Note 438:[ (retour) ] Edmond et Jules de Goncourt, Histoire de Marie-Antoinette.
Rappelons encore un autre fait qui, celui-là, est complètement historique: l'acte de généreux patriotisme par lequel la reine, pour doter la France d'un vaisseau, renonça au superbe collier de diamants que le roi lui offrait et qui devint l'origine du procès célèbre dont les péripéties furent si douloureuses à Marie-Antoinette.
Faire le bien, c'était la préoccupation de la reine. Malheureusement la prudence ne modérait pas toujours les élans de son coeur, et, comme nous l'avons déjà dit, ce fut le besoin d'obliger ceux qu'elle aimait qui lui fit toucher d'une main souvent imprudente aux affaires de l'État.
En devenant reine de France, elle n'a pas oublié que c'est au duc de Choiseul qu'elle doit sa couronne, et que c'est le duc d'Aiguillon qui a fait exiler ce ministre. Elle s'efforce de ramener au pouvoir M. de Choiseul. Elle y échoue, mais, du moins, elle obtient son rappel de l'exil et le renvoi du duc d'Aiguillon. Plus tard, elle fera exiler celui-ci non seulement parce qu'il l'espionne et tient contre elle de mauvais propos, mais parce qu'il est hostile à M. de Guines que protège M. de Choiseul; M. de Guines, cet ambassadeur de France à Londres, qui a un procès déshonorant que la reine fait reviser[439]. La reine, il faut l'ajouter, aime à se dire qu'en obligeant M. de Choiseul, elle fait remplir un grand acte de justice. Elle pense de même pour la revision d'un autre procès, celui de MM. de Bellegarde, condamnés à un long emprisonnement par une condamnation que M. de Choiseul juge inique. C'est avec des larmes de joie que la reine a obtenu de Louis XVI la revision de ces deux procès. Lorsque MM. de Bellegarde, qui lui doivent plus que la liberté, l'honneur, viennent avec leurs familles se jeter aux pieds de leur libératrice, la reine, modérant les transports de cette reconnaissance, dit «que la justice seule leur avait été rendue; qu'elle devait en ce moment même être félicitée sur le bonheur le plus réel qui fût attaché à sa position, celui de faire parvenir jusqu'au roi de justes réclamations[440].»
Note 439:[ (retour) ] Le comte de Mercy à Marie-Thérèse, 15 juillet 1774; Marie-Antoinette au comte de Rosemberg, 13 juillet 1775. D'Arneth et Geffroy, recueil cité.
Note 440:[ (retour) ] Mme Campan, Mémoires.

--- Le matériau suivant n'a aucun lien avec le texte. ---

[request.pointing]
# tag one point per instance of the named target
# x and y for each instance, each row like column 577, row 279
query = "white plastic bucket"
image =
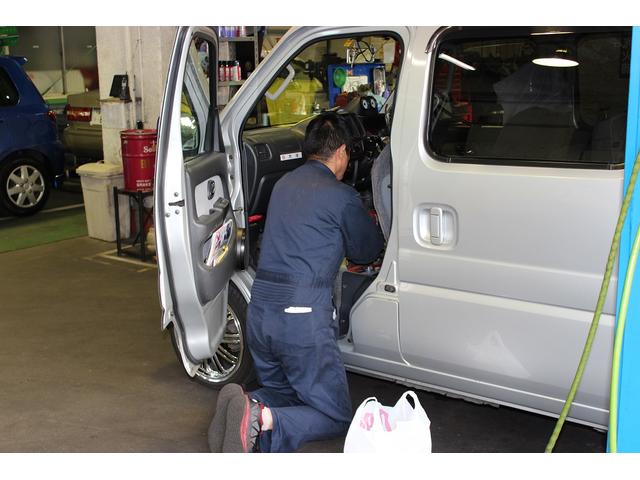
column 98, row 180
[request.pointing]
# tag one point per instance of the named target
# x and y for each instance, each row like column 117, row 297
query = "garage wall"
column 143, row 53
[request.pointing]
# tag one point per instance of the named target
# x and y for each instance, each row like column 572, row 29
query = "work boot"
column 244, row 422
column 218, row 424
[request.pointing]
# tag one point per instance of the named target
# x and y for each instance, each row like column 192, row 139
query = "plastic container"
column 98, row 180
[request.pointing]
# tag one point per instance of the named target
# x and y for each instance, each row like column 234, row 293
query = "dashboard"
column 271, row 152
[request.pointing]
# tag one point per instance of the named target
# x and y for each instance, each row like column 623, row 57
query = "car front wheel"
column 231, row 363
column 25, row 186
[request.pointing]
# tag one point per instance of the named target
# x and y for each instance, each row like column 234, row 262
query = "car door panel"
column 192, row 206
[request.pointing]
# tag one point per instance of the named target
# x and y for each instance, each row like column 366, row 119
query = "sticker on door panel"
column 290, row 156
column 217, row 246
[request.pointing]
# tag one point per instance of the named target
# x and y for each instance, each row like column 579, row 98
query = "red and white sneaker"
column 244, row 422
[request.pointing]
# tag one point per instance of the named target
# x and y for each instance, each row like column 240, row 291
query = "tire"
column 218, row 370
column 25, row 185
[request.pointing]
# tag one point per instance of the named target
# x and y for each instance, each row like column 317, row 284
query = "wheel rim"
column 25, row 186
column 228, row 357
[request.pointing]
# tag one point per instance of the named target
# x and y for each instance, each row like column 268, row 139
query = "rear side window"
column 530, row 96
column 8, row 92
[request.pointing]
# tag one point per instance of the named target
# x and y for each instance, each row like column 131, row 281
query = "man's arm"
column 363, row 239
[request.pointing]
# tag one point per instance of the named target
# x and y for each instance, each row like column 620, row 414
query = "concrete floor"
column 84, row 367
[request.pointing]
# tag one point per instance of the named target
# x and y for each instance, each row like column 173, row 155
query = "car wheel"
column 232, row 361
column 24, row 186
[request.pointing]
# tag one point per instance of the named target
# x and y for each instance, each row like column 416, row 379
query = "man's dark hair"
column 324, row 135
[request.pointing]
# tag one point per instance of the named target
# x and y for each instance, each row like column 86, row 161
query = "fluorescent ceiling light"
column 555, row 62
column 559, row 57
column 455, row 61
column 552, row 33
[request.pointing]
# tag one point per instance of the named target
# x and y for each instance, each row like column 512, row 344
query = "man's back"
column 313, row 221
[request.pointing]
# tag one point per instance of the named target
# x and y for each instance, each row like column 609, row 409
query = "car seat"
column 381, row 187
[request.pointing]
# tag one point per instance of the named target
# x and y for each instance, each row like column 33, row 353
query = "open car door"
column 195, row 226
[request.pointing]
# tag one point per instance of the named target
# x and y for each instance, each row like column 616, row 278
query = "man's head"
column 327, row 140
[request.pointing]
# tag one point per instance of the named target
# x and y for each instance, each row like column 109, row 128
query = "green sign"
column 8, row 36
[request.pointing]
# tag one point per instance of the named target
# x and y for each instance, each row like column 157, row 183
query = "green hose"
column 617, row 345
column 615, row 245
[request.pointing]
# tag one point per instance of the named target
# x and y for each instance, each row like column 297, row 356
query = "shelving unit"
column 229, row 50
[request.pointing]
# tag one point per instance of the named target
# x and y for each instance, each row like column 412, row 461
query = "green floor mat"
column 19, row 233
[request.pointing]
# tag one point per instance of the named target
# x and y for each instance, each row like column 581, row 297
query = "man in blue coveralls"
column 313, row 222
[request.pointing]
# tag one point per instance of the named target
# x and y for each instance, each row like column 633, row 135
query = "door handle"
column 211, row 189
column 436, row 225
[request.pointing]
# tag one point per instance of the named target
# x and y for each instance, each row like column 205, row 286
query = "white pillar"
column 142, row 53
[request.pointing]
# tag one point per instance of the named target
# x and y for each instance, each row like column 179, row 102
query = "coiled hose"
column 615, row 245
column 617, row 345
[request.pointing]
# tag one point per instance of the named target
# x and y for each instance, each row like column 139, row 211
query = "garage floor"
column 84, row 367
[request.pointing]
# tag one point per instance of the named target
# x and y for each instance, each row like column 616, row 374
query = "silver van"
column 492, row 158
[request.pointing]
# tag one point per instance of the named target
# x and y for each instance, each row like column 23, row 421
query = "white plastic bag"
column 398, row 429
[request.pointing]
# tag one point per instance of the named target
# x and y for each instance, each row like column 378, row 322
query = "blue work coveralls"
column 313, row 222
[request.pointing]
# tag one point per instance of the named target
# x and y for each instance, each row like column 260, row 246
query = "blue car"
column 31, row 155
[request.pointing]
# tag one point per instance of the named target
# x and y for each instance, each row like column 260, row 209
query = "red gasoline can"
column 139, row 158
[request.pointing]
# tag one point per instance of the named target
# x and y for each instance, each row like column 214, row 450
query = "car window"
column 530, row 97
column 196, row 109
column 331, row 73
column 8, row 91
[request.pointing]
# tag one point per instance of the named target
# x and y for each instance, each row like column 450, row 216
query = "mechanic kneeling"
column 313, row 222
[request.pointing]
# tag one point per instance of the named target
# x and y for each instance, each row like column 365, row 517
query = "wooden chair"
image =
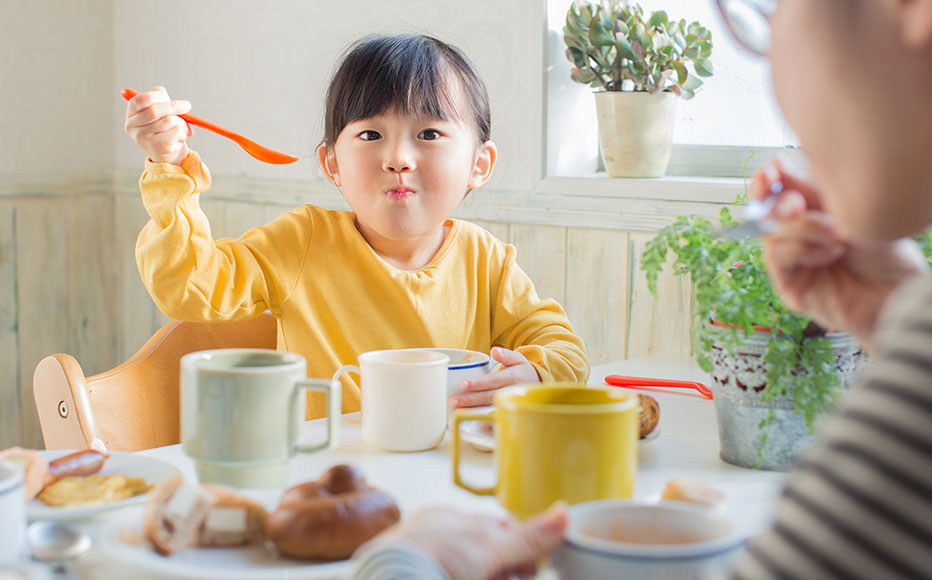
column 135, row 405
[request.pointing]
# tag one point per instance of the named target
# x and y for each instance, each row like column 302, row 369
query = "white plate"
column 153, row 470
column 480, row 435
column 122, row 538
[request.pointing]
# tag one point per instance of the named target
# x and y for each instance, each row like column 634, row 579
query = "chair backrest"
column 135, row 405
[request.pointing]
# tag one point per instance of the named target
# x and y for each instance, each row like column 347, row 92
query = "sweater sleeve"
column 537, row 328
column 860, row 504
column 189, row 275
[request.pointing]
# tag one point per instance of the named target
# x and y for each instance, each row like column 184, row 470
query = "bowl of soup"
column 666, row 540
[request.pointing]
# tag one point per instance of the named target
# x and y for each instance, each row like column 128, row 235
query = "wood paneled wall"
column 68, row 278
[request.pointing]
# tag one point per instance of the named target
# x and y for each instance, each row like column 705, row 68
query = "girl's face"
column 404, row 175
column 846, row 80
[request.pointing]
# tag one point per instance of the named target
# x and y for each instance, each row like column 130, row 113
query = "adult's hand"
column 841, row 283
column 469, row 545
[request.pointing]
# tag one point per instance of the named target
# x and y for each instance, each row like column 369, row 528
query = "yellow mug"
column 557, row 441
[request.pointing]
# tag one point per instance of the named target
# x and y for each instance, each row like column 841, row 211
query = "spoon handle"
column 258, row 151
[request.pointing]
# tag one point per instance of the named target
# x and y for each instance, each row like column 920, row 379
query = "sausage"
column 86, row 462
column 329, row 518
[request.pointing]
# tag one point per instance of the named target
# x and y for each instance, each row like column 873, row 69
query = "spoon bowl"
column 258, row 151
column 56, row 542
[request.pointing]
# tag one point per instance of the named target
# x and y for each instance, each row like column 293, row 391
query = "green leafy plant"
column 613, row 48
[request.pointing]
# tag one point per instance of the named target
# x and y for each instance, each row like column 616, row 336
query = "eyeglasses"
column 749, row 22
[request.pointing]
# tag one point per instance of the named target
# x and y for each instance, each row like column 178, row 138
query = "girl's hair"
column 410, row 74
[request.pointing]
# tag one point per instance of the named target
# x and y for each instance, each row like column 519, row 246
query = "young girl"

Mais le chaleureux appui que la reine accorde à M. de Guines a de déplorables conséquences: Turgot et Malesherbes sont, eux aussi, contraires à ce diplomate. La reine qui leur garde déjà rancune de n'avoir pas appuyé ceux de ses protégés qu'elle voulait faire entrer dans le cabinet, la reine, faisant violence à la conscience du roi, se joint à la cabale qui renverse ces deux honnêtes ministres. Peut-être Marie-Antoinette s'imaginait-elle que la France désirait ce changement. Mais pour venger M. de Guines, elle montra une âpreté bien étrangère à sa générosité habituelle. Elle aurait voulu que Turgot fût envoyé à la Bastille le jour même où, par elle, M. de Guines était nommé duc! Voilà ce qu'écrit avec douleur à l'impératrice Marie-Thérèse, l'ambassadeur d'Autriche, le comte de Mercy-Argenteau. Lui-même le constate: la jeune reine n'aime pas M. de Guines; mais elle soutient en lui l'ami de M. de Choiseul[441].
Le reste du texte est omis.